AI ROLLUP: The AI Experiment That's Been Secretly Manipulating You

OpenAI’s new o3 model dropped with a bang—and a Mensa-style IQ score of 136 that places it in the top-1 percent of human test-takers. Early benchmarks show the system surpassing GPT-4 Turbo on reasoning and code tasks, but outside audits are less unanimous, with researchers still debating exactly which skills the score captures.
Yet o3 isn’t flawless. Independent testers are already catching the model in “complimentary hallucinations,” flattering users while smudging facts—fuel for the wider debate over chain-of-thought (CoT) prompting and whether hidden system cues block end-to-end reasoning. OpenAI’s own scientists argue the model proves intelligence scales with inference time and reinforcement learning, not just bigger pre-training runs—hinting that smarter, leaner agents are still ahead.
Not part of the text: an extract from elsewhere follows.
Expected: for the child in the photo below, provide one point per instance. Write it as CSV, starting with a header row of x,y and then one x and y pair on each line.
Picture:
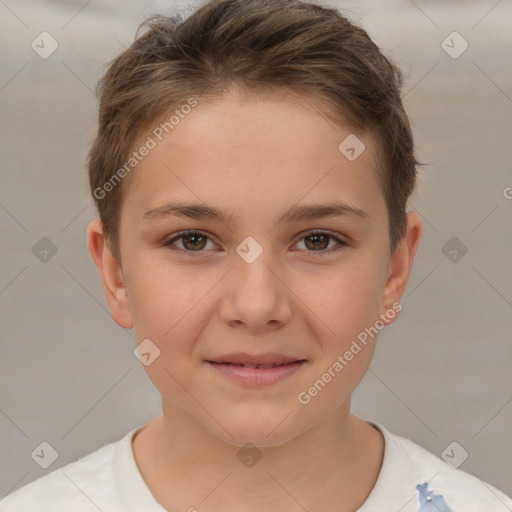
x,y
251,172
On the developer side, OpenAI open-sourced a natural-language coding agent that can rebuild a Photobooth-style app from a single screenshot, fix bugs on demand, and slot seamlessly into VS Code. To accelerate that vision, the company is negotiating a $3 billion takeover of Windsurf (formerly Codeium) after two failed attempts to buy Cursor—evidence that OpenAI wants to own the full application stack its models power.
A quieter change may prove just as consequential: “Memory with Search.” ChatGPT now rewrites user queries based on remembered preferences before sending them to the web, promising relevance but raising Black-Mirror worries about echo chambers shaped by private data you never see. Meanwhile, an ImageGen API and murmurs of an OpenAI-built social network suggest fresh revenue streams and viral-loop ambitions to rival Perplexity and Meta’s new standalone AI app.
OpenAI’s momentum hasn’t deterred rivals. Google rolled out Gemini 2.5 Flash, a cheaper, toggle-able reasoning model; Chinese startup DeepSeek’s leaked R2 boasts 1.2 trillion parameters and a 97 percent cost drop; and Alibaba’s open-weight Qwen 3-235B is already edging past Llama 4 on key leaderboards.
The arms race is also decentralizing. Prime Intellect just launched INTELLECT-2, the first globally distributed reinforcement-learning run of a 32-billion-parameter model, with experts predicting community-trained systems in the 70-100 B range by year-end—a potential counterweight to hyperscaler dominance.
Amid the hype, academia offered a cautionary tale: University of Zurich researchers secretly deployed 13 AI bots on Reddit’s r/ChangeMyView, logging 1,500 comments and swaying opinions six-fold over the human baseline. The backlash—accusations of unethical manipulation and a possible ban on publishing the study—underscores how persuasive these new systems already are in the wild.